Wilfred Kaplan, professor of mathematics at the University of Michigan from 1940 to 1986, was born November 28, 1915 in Boston Massachusetts to Jacob and Anne Kaplan. He attended Harvard University, where he completed his A.B. Degree in 1936 and his Ph.D. degree in mathematics in 1939. Kaplan earned a Rogers Traveling Fellowship from Harvard University to study Mathematics in Europe during the 1936-1937 school terms. At ETH Zurich, in Zurich, Switzerland, he met Ida Roettinger in a mathematics course. He lovingly nicknamed her Heidi. The two were married in 1938. Professor Kaplan was an instructor at the College of William and Mary from 1939 to 1940, and came to the University of Michigan in 1940. He was promoted to assistant professor in 1944, to associate professor in 1950, and to full professor in 1956.

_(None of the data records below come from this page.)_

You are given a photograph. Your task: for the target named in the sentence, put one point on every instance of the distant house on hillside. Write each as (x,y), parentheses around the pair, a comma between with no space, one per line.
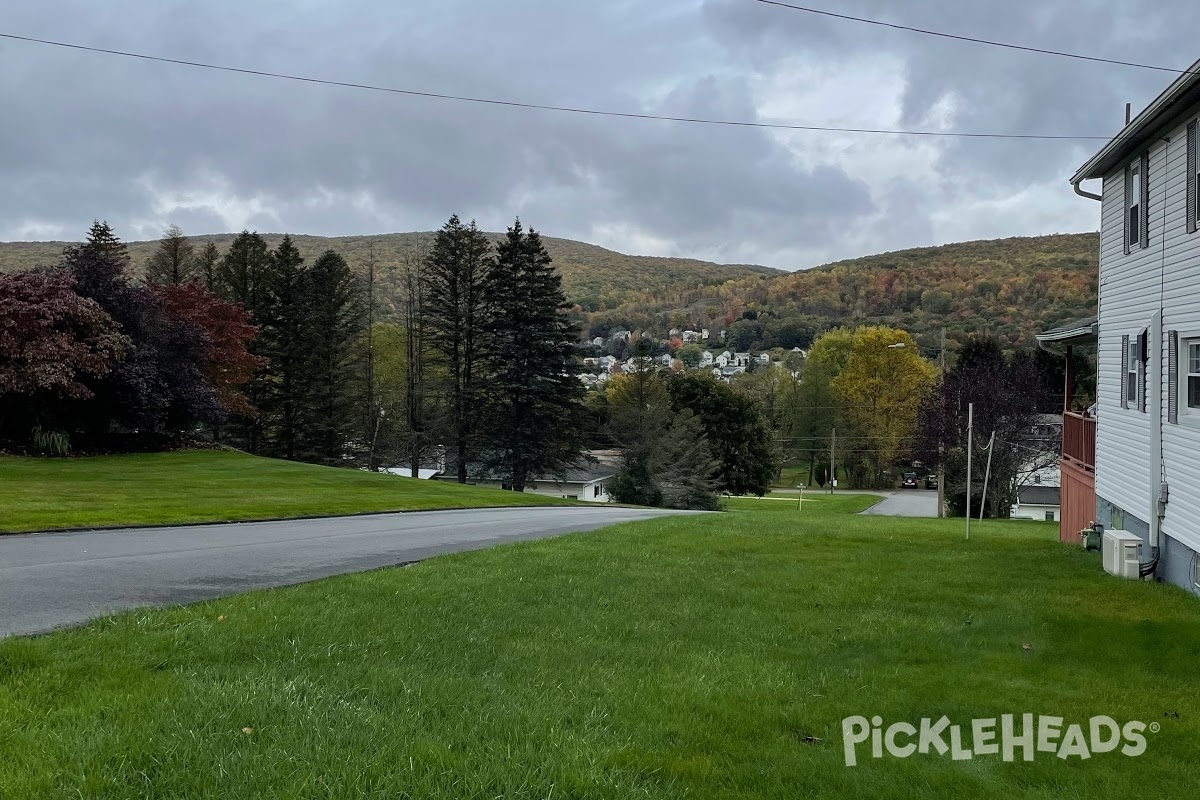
(1037,503)
(1147,420)
(587,480)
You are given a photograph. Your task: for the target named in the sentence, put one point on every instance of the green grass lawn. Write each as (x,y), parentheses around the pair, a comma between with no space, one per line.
(209,486)
(797,510)
(688,657)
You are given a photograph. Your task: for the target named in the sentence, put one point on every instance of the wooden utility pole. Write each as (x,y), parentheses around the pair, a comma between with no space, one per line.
(941,447)
(970,441)
(987,474)
(833,461)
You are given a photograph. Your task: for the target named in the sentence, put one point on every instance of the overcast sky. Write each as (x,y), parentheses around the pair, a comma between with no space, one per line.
(147,144)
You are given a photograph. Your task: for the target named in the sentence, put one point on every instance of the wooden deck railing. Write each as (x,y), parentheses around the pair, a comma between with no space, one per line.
(1079,439)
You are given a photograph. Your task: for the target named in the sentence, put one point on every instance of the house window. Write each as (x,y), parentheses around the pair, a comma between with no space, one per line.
(1192,348)
(1131,386)
(1133,204)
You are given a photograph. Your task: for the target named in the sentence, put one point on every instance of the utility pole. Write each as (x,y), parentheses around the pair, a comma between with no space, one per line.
(987,474)
(970,433)
(941,447)
(833,462)
(370,365)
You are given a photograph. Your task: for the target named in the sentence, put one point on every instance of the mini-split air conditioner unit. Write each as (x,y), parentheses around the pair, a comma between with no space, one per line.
(1122,554)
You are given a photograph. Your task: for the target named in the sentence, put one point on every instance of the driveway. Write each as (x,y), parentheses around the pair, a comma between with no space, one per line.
(913,503)
(48,581)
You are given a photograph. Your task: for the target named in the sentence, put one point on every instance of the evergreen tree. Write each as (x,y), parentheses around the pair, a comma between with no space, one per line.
(334,316)
(535,394)
(283,343)
(174,262)
(207,265)
(417,410)
(665,455)
(243,277)
(741,438)
(456,311)
(105,244)
(243,274)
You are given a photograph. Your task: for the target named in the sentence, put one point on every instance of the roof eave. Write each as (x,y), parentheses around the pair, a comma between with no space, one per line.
(1182,92)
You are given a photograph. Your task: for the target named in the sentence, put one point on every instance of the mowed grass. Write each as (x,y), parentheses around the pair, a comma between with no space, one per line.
(797,507)
(708,656)
(209,486)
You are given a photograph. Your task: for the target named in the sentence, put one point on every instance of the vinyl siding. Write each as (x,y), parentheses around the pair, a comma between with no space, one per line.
(1132,289)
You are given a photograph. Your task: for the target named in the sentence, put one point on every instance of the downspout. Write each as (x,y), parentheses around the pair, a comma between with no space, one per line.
(1156,431)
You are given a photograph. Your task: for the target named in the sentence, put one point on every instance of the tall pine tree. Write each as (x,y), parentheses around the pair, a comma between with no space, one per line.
(533,371)
(243,274)
(455,274)
(334,312)
(243,277)
(283,342)
(208,262)
(174,262)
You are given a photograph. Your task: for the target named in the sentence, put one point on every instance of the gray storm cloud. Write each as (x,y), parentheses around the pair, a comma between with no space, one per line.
(145,144)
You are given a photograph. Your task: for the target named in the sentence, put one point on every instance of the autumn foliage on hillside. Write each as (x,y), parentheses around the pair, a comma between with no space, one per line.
(1008,288)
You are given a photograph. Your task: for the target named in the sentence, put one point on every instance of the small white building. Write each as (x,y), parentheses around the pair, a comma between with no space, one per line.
(1037,503)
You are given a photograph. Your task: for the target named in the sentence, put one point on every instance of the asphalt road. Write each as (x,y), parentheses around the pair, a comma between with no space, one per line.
(49,581)
(910,503)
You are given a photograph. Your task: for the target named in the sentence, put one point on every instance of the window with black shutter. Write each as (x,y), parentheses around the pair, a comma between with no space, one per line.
(1133,199)
(1193,180)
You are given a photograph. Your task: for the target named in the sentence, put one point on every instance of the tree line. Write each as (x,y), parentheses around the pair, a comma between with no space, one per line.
(471,366)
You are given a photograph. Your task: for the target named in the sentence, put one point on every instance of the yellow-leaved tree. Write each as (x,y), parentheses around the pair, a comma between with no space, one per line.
(881,389)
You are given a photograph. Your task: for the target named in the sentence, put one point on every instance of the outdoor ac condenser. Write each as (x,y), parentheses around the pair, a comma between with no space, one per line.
(1122,554)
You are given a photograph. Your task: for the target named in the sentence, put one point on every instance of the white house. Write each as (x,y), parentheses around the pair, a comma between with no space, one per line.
(1147,414)
(1037,503)
(587,480)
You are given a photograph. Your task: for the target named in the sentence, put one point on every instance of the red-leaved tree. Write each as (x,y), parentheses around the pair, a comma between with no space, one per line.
(231,365)
(51,338)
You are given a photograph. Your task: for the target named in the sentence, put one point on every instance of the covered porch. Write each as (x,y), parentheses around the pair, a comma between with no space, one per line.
(1077,465)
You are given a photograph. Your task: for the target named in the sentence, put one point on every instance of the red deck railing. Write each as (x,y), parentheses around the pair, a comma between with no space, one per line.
(1079,439)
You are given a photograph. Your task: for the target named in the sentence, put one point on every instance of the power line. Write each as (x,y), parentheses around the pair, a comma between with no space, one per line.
(975,40)
(569,109)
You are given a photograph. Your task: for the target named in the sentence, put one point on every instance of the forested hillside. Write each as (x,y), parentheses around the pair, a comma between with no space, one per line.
(593,277)
(1008,287)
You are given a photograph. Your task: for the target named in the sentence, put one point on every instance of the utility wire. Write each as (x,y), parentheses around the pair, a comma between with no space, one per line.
(975,40)
(569,109)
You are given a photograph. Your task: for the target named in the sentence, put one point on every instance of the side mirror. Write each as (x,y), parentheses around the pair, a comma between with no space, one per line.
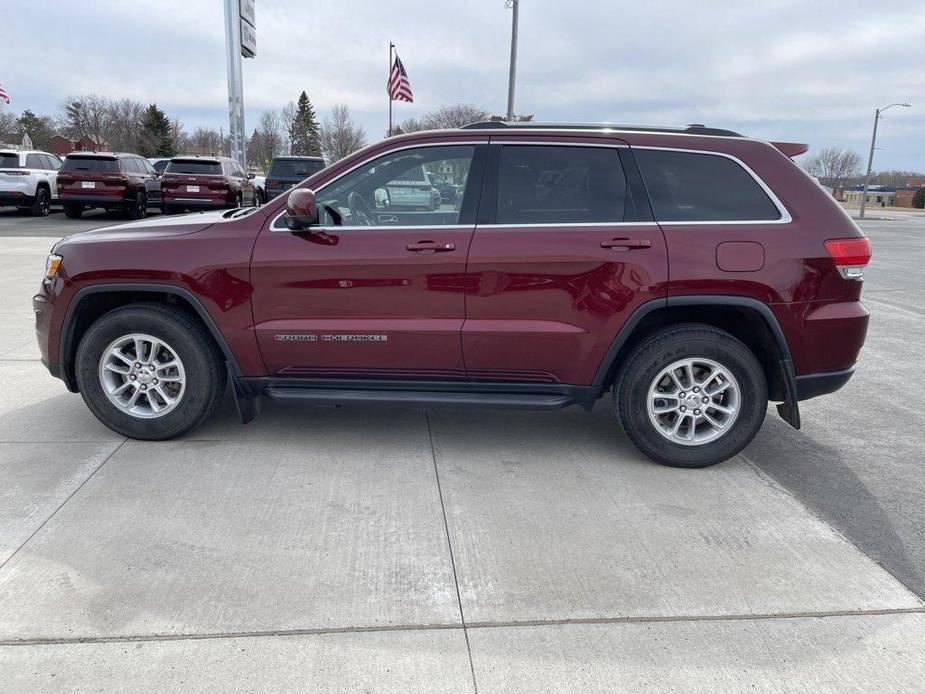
(301,210)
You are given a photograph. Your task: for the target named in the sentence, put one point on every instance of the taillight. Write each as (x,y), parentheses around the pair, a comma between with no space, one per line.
(850,256)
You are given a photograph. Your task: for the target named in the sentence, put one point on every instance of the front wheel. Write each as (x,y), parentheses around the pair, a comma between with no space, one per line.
(691,396)
(149,371)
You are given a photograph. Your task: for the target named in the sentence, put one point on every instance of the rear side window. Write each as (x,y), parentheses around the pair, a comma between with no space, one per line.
(560,184)
(294,168)
(192,166)
(94,164)
(690,187)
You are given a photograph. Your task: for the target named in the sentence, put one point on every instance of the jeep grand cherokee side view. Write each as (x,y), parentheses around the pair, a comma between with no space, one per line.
(691,273)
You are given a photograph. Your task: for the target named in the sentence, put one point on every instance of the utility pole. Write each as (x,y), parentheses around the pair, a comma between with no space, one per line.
(513,4)
(870,159)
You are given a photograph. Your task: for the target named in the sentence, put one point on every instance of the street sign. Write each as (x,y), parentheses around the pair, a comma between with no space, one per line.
(248,40)
(248,13)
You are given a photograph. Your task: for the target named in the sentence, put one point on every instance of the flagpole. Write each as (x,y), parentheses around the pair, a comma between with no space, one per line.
(391,46)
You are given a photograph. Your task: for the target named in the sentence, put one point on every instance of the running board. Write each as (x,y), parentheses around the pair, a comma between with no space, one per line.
(336,396)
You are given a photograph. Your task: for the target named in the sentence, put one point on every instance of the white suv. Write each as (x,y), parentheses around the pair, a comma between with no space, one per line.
(29,180)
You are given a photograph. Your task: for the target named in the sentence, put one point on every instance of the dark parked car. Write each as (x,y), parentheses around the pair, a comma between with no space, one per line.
(206,183)
(691,274)
(286,172)
(114,181)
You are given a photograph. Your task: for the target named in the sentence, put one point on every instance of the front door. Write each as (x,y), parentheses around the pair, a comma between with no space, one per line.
(377,290)
(567,251)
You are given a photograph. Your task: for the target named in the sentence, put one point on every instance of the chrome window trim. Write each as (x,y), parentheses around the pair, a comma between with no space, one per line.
(274,228)
(785,216)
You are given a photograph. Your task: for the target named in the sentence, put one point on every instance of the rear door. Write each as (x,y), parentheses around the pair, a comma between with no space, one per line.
(565,250)
(374,291)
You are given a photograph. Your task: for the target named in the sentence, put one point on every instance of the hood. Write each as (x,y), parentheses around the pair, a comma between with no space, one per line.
(150,228)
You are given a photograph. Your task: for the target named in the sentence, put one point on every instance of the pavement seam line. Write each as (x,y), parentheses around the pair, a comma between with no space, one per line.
(770,481)
(449,544)
(515,624)
(61,505)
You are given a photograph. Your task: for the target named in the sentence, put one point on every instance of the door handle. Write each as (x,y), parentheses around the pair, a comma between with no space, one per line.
(627,244)
(431,247)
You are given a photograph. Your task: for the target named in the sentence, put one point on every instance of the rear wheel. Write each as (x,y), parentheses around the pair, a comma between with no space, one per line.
(41,206)
(149,371)
(691,396)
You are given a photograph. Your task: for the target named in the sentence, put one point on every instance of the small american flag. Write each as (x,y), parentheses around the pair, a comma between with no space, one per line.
(399,86)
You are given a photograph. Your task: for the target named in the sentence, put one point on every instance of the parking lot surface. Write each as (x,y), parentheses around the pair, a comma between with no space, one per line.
(383,549)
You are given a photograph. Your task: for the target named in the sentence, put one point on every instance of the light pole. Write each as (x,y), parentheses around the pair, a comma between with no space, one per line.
(870,159)
(510,80)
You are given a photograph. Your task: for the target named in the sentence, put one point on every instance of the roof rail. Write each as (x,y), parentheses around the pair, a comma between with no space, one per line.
(693,129)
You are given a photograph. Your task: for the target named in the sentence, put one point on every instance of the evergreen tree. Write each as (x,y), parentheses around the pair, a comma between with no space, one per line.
(156,135)
(304,131)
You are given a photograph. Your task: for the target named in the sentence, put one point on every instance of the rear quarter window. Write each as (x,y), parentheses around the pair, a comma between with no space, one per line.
(94,164)
(202,168)
(693,187)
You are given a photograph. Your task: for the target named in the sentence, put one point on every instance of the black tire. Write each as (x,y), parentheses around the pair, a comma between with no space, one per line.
(203,365)
(662,349)
(139,207)
(41,205)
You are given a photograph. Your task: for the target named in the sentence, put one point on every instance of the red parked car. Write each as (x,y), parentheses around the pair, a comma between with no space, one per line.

Professor Kaplan's early research was concerned with the topological behavior of the solutions of differential equations. His research interests turned to complex function theory and in 1955, he introduced and studied a class of schlicht functions, and showed that the Bieberbach conjecture held for that class of functions. At the time it was a major result and the full Bieberbach conjecture was not proven until thirty years later. His later research centered in applied mathematics and global analysis of analytical differential equations.